I fear that, in the absence of the higher education Bill, there will be no means of either controlling costs or protecting student interests. For that reason alone, the Government should act swiftly, either to impose a moratorium on the designation of courses for student support or to enable those measures that are necessary to bring private providers into line with other institutions. In his reply, will the Minister tell me how the Government propose to control expenditure on loans to students at private institutions, given that they cannot control numbers?

Finally, I should briefly like to mention the communications Bill, which we are told to expect in draft next year. This Bill would, among other things, implement the recommendations of the Hargreaves review and introduce new copyright exceptions for research activity, such as text and data mining.
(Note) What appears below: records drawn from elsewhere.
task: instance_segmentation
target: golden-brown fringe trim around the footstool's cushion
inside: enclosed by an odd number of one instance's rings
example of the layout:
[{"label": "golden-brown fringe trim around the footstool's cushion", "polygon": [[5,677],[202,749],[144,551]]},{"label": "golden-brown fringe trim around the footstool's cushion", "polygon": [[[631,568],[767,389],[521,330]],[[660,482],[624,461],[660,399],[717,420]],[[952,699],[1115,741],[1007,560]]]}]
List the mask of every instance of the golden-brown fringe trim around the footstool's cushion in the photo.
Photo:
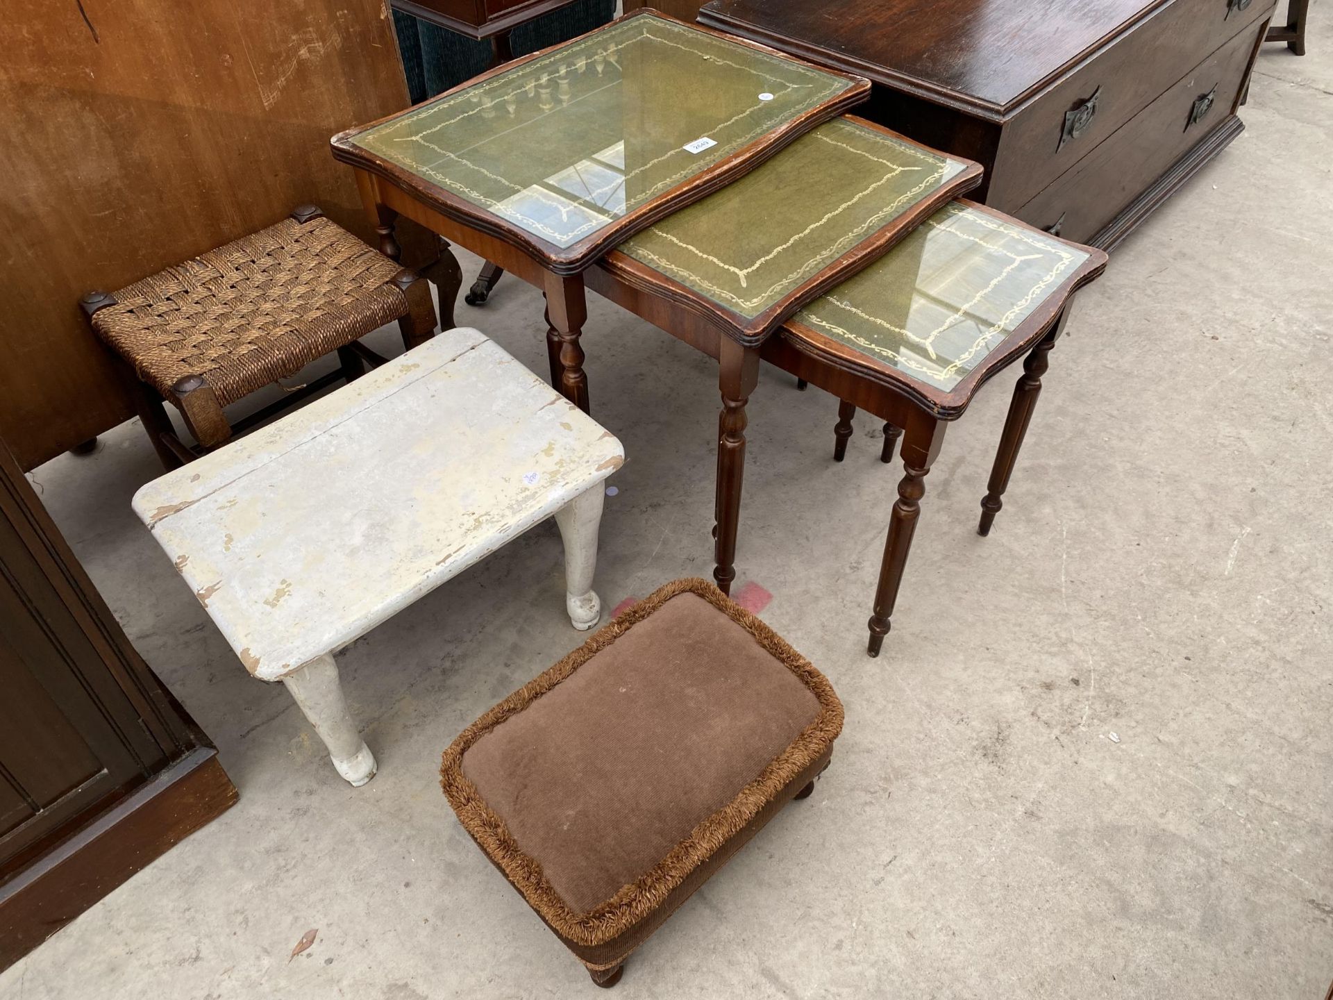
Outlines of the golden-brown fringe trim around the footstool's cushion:
[{"label": "golden-brown fringe trim around the footstool's cushion", "polygon": [[[688,837],[668,851],[665,857],[637,881],[623,887],[615,896],[587,913],[576,913],[547,880],[541,864],[524,853],[509,833],[504,820],[487,805],[477,787],[464,777],[463,755],[481,736],[573,675],[596,653],[680,593],[698,595],[754,636],[764,649],[810,689],[820,703],[820,713],[792,740],[786,749],[764,768],[758,777],[745,785],[730,803],[704,819],[690,831]],[[597,629],[587,643],[555,667],[524,684],[464,729],[444,752],[440,765],[440,787],[459,815],[464,829],[472,835],[477,845],[523,893],[528,905],[537,911],[539,916],[560,936],[575,944],[591,947],[607,944],[631,931],[661,905],[666,895],[680,885],[686,875],[736,836],[784,787],[810,767],[832,745],[841,731],[842,703],[838,701],[828,679],[754,615],[736,604],[706,580],[692,577],[673,580],[657,588],[639,604]]]}]

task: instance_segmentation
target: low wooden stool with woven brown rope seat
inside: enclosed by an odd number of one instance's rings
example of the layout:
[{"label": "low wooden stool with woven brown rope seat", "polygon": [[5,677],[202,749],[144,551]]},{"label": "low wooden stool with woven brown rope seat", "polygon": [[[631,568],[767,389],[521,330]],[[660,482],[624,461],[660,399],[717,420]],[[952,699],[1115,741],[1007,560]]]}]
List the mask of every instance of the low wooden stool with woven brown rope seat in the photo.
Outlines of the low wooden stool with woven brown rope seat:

That is important because our copyright regime currently prevents academics from making use of technology to search and compare published research. Many of our competitors in other countries do not face the same restrictions, which places the UK at a distinct disadvantage. Freeing researchers to use the potential of this technology will, I believe, deliver real benefits to UK research. Hargreaves’s proposals were entirely sensible. I welcome the fact that the Government have agreed to adopt them and I look forward to the relevant legislation being introduced.